A muscle with origin from the ilium and the acetabulum, with insertion into a tendon of the quadriceps muscle of the thigh.
The rectus femoris muscle is one of the four muscles that makes up the quadriceps muscle.
The muscle runs up the middle of the thigh, connecting from the knee to the hipbone. The
rectus femoris is responsible for straightening the leg and for lifting the leg toward your
chest. When you work this muscle, you not only tone the thighs, you also add stability to the
knee and hip joint.
Walking Lunges
Lying Leg Raise
Resistance Band Squats
Jump Squat
Walking lunges target the rectus femoris by elongating and strengthening the muscle. Begin
by standing at one end of a room. Step forward with your right foot, bending your legs at the
knee, to sink into a lunge position -- do not let the knee extend over the ankle. Push off with
your left foot to move forward and meet your other foot. Now lead with the left foot to lunge
forward. Continue to lunge across the room until you reach the opposite end. To increase the
difficulty of this exercise, you can hold a weighted bar on your shoulders or dumbbells in
your hands.
While the lying leg raise works your abdominal muscles, it also targets the rectus femoris as a dynamic stabilizer -- meaning it helps to strengthen the muscles in a different manner than traditional quadriceps exercises. Perform this by lying on your back on a weight bench with your arms over your head, grasping the bench for support. Straighten your legs, letting them hang slightly off the bench. You should feel your abdominal muscles working. Slowly pull your knees in toward your chest to work the rectus femoris muscles. Hold this position for two seconds, then extend the legs. Repeat nine times to make a set of 10. Rest for 30 seconds, then repeat for one to two additional sets.

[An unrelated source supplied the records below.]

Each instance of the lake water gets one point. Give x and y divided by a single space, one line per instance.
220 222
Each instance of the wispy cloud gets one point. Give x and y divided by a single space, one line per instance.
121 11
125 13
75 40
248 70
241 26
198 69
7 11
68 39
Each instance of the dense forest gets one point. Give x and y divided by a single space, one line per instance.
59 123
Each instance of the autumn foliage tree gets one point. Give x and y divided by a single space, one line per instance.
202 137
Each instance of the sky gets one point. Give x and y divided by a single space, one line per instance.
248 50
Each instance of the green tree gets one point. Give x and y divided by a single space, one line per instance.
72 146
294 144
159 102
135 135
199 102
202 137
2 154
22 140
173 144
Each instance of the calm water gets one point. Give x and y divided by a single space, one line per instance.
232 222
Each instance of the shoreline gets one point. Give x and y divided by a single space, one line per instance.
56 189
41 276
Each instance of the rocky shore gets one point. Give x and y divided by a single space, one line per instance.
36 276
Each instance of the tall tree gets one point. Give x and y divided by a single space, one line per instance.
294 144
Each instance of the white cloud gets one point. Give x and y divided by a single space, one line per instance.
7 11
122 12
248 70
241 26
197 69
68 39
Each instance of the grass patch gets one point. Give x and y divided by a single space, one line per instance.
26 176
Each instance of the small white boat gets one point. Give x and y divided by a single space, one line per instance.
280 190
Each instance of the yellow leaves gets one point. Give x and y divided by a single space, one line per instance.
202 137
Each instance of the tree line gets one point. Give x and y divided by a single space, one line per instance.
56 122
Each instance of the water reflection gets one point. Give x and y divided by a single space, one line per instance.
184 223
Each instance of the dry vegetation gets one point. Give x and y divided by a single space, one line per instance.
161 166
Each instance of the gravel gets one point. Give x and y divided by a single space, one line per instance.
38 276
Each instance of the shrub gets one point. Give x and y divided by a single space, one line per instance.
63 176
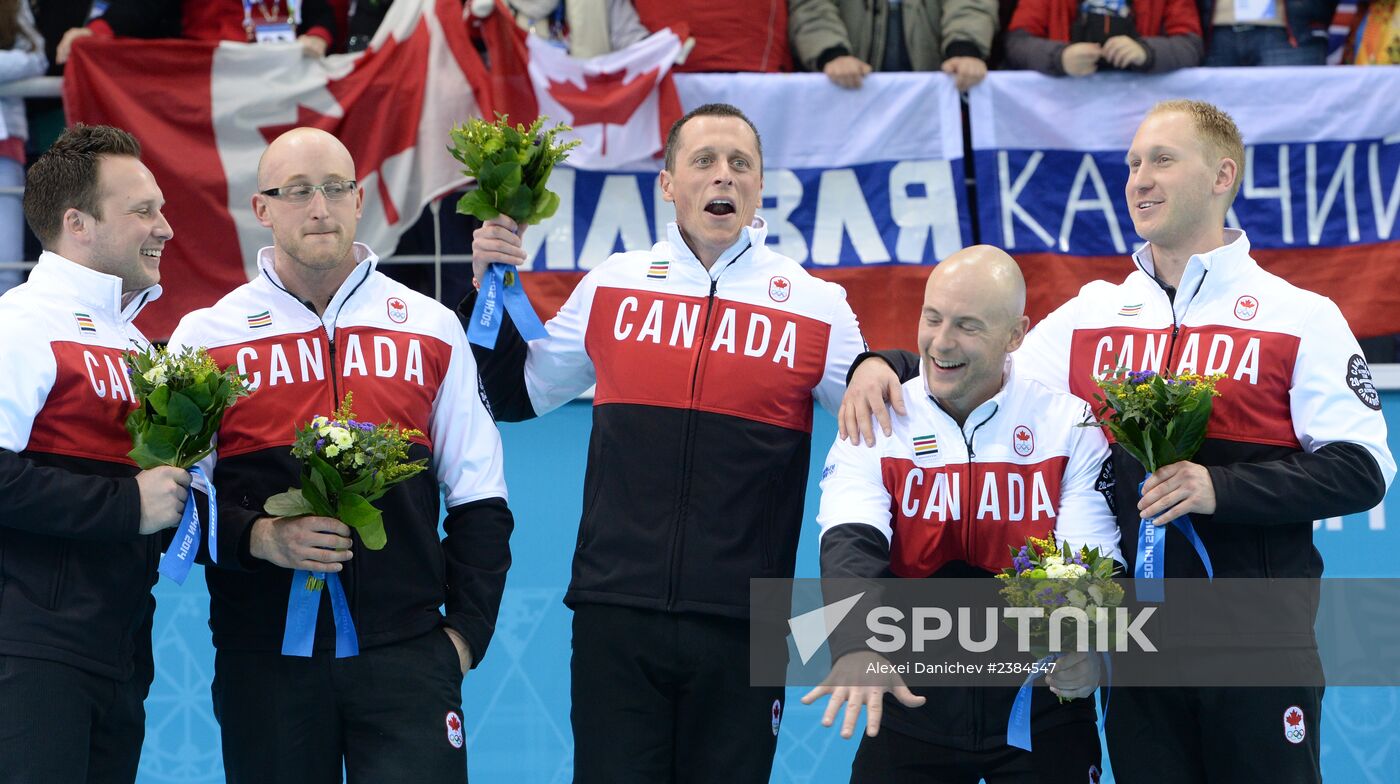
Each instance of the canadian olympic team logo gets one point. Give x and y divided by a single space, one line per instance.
1024 441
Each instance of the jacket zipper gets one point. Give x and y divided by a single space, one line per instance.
688 445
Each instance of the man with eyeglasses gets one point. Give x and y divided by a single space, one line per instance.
321 322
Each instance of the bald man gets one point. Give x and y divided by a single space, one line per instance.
317 324
1028 471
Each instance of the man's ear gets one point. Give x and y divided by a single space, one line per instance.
667 184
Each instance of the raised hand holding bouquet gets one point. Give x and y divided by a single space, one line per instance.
346 465
182 401
1049 577
1161 420
511 167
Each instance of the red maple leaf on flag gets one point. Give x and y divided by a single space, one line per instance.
381 101
605 98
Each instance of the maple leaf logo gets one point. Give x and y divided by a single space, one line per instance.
606 98
381 101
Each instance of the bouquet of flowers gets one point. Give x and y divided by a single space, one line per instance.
181 402
1159 419
346 465
510 165
1043 574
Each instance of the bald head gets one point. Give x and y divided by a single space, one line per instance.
973 317
297 147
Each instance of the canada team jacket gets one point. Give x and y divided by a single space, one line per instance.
702 416
405 360
74 573
1297 433
935 497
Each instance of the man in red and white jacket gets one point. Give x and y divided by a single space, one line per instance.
983 459
77 518
709 352
1295 436
317 324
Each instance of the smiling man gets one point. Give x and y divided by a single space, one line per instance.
321 322
707 353
1295 436
77 553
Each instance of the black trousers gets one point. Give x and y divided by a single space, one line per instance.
665 697
391 714
1066 753
1215 735
63 725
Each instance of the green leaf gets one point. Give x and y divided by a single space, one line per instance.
328 475
518 203
361 515
473 203
184 415
291 503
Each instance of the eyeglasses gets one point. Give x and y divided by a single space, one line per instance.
303 193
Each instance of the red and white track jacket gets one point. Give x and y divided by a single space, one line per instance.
405 359
74 573
702 416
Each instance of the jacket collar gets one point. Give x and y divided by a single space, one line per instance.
91 289
752 235
1220 266
366 263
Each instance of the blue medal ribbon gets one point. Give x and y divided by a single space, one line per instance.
1018 724
303 608
182 552
503 291
1151 562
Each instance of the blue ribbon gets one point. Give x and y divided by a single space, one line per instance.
1018 724
303 608
182 552
1151 562
503 291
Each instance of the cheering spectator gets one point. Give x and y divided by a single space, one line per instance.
1267 32
847 39
1073 38
212 20
730 35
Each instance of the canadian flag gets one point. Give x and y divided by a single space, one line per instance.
205 112
620 105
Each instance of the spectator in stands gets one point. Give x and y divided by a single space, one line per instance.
21 56
1266 32
730 35
210 20
847 39
585 28
1375 35
1078 38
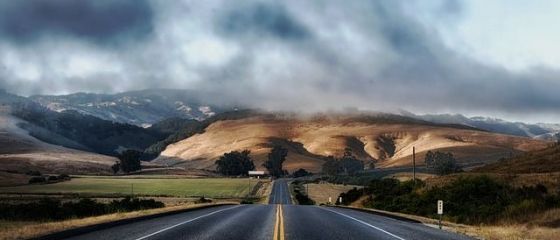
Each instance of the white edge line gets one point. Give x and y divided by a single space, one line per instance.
365 223
185 222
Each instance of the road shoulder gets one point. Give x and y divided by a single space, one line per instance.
73 227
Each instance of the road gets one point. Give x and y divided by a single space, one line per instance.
278 220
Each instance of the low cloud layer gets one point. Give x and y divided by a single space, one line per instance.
288 55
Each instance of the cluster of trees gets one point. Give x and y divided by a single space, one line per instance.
471 200
300 193
276 158
301 173
52 209
442 163
129 161
48 178
235 163
348 164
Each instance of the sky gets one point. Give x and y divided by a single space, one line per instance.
495 58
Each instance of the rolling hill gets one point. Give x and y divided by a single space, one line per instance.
384 139
20 152
539 161
141 108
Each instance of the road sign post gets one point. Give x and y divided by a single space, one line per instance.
440 211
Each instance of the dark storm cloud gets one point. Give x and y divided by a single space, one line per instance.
100 21
263 18
288 55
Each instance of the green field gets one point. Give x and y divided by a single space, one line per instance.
178 187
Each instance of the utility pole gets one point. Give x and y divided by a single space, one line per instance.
414 165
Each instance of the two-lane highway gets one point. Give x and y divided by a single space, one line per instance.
278 220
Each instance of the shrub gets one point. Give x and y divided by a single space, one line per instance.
52 178
34 173
64 177
235 163
37 180
203 200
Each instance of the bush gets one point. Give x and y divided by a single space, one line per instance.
34 173
64 177
52 178
37 180
471 200
301 173
349 197
300 195
203 200
235 163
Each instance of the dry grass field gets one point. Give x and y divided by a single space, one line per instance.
388 143
21 152
320 193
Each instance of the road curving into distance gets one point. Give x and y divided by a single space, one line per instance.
279 220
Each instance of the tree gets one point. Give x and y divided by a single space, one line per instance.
116 167
276 158
348 164
130 161
235 163
301 173
442 163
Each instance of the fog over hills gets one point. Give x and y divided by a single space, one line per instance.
142 108
157 121
147 107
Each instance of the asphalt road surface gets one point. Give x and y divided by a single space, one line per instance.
278 220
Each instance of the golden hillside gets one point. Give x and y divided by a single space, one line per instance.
20 152
382 140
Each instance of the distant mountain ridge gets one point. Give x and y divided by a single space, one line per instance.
141 108
539 131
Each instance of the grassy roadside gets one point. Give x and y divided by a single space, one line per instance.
487 232
26 230
142 186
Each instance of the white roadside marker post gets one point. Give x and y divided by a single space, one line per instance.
440 211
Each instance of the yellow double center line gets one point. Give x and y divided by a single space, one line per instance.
279 225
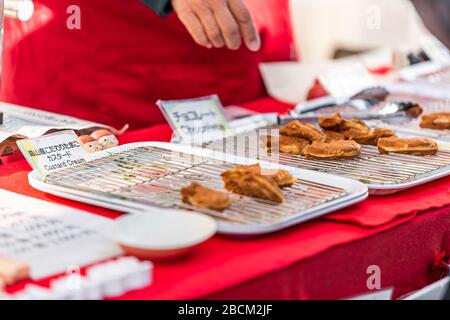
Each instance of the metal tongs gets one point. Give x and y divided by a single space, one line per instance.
362 101
390 110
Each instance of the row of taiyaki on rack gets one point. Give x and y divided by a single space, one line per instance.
342 139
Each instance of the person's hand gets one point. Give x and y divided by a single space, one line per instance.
218 23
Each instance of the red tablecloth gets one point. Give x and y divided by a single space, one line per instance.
325 258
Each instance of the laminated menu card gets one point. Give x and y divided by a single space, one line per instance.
51 238
22 122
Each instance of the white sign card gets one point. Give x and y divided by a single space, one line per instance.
347 80
51 238
24 122
196 120
54 152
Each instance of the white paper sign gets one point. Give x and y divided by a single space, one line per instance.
347 80
54 152
49 237
196 120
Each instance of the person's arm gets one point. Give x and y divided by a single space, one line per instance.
436 16
161 7
213 23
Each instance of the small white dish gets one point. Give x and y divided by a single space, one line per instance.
162 233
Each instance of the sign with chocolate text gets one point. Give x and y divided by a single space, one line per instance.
196 120
54 152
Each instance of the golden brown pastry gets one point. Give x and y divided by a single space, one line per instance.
306 131
245 180
242 169
254 185
344 149
374 135
414 111
332 123
281 177
199 196
290 145
439 121
333 135
354 129
414 146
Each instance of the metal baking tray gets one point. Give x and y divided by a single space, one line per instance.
148 176
431 100
383 174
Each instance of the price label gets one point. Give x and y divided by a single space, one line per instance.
54 152
196 120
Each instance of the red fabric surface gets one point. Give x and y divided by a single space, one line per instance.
124 58
198 274
404 254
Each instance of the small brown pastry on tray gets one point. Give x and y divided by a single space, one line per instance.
344 149
439 121
332 123
253 185
248 180
290 145
199 196
333 135
354 129
281 177
413 110
413 146
306 131
374 135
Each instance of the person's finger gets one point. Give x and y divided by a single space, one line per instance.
210 26
195 28
229 27
246 25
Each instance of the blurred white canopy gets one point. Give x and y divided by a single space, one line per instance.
321 26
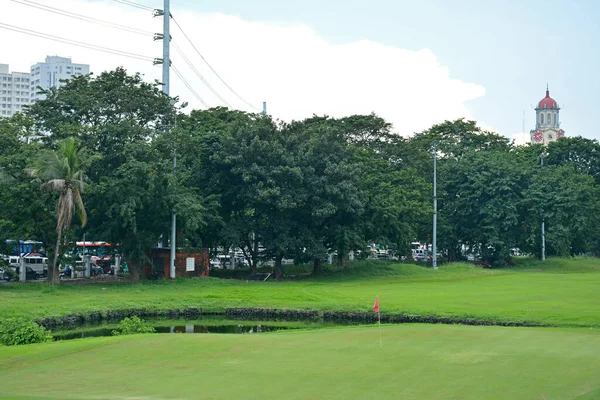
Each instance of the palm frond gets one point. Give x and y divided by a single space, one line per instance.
55 184
64 210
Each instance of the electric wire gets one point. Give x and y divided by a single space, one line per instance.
188 62
75 43
133 4
185 82
210 66
82 17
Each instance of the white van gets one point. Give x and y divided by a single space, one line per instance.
38 264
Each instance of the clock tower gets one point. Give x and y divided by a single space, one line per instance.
547 125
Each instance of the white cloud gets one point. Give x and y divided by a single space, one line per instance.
521 138
297 72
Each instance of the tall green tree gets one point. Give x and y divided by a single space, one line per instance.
63 171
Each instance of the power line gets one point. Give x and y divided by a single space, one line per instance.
133 4
189 86
209 66
75 43
178 49
82 17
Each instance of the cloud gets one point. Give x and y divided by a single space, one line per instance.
521 138
290 66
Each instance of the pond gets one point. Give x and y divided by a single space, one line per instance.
205 325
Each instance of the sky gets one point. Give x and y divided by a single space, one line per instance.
415 63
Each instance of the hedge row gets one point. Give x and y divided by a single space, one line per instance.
361 317
266 314
75 320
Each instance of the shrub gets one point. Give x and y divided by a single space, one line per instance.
133 325
17 331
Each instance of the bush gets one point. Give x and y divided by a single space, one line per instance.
133 325
17 331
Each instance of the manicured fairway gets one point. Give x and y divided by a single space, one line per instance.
558 292
416 362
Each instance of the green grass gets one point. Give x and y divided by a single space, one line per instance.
416 362
562 292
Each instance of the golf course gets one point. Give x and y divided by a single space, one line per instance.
408 361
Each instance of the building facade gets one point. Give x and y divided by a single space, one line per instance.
14 91
547 125
51 72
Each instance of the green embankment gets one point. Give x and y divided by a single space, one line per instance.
561 292
416 362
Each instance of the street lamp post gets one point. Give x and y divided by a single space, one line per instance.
174 215
543 221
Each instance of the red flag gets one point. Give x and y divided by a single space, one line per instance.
376 305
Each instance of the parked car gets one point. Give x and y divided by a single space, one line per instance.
96 270
30 274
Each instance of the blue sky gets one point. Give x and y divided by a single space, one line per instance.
413 62
510 47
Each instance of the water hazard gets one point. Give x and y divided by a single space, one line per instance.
178 327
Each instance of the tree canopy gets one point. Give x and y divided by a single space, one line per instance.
302 189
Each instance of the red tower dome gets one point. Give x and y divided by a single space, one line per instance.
547 102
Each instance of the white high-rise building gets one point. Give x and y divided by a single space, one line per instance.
14 91
50 73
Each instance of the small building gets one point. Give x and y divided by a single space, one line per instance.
191 263
547 121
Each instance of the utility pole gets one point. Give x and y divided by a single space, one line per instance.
166 62
434 206
543 226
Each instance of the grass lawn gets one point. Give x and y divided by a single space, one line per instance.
416 362
559 292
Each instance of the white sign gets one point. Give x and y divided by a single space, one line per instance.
190 264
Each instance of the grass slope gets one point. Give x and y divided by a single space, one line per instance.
416 362
558 292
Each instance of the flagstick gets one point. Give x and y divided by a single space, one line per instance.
380 340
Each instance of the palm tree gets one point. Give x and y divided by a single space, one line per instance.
62 171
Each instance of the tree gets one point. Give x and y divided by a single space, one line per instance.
568 203
63 171
484 204
24 211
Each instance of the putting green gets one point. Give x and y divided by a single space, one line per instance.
416 362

Adding a resistance band to the traditional squat exercise helps to challenge the rectus femoris in different ways. Begin by stepping on a resistance band, holding an end in each hand. Pull the band tightly enough to where you experience resistance when standing -- you may need to fold your arms in toward your chest. Bend your knees to lower your buttocks toward the ground. Stop when your thighs are parallel to the floor. Straighten the knees to return to your starting position, feeling the resistance band challenging your movements. Repeat the squat 10 times. Rest for 30 seconds, then repeat for one to two additional sets.
The jump squat challenges the fast-twitch muscle fibers in your rectus femoris, helping you to experience muscle gains more quickly. To perform, stand with your feet hip-width apart. Squat down, and jump in the air as high as you can. Land softly on the balls of your feet first and then squat down slightly. To increase the difficulty of the exercise, try to jump between 1 and 2 feet ahead of you. Repeat the jump eight times. Perform two additional sets.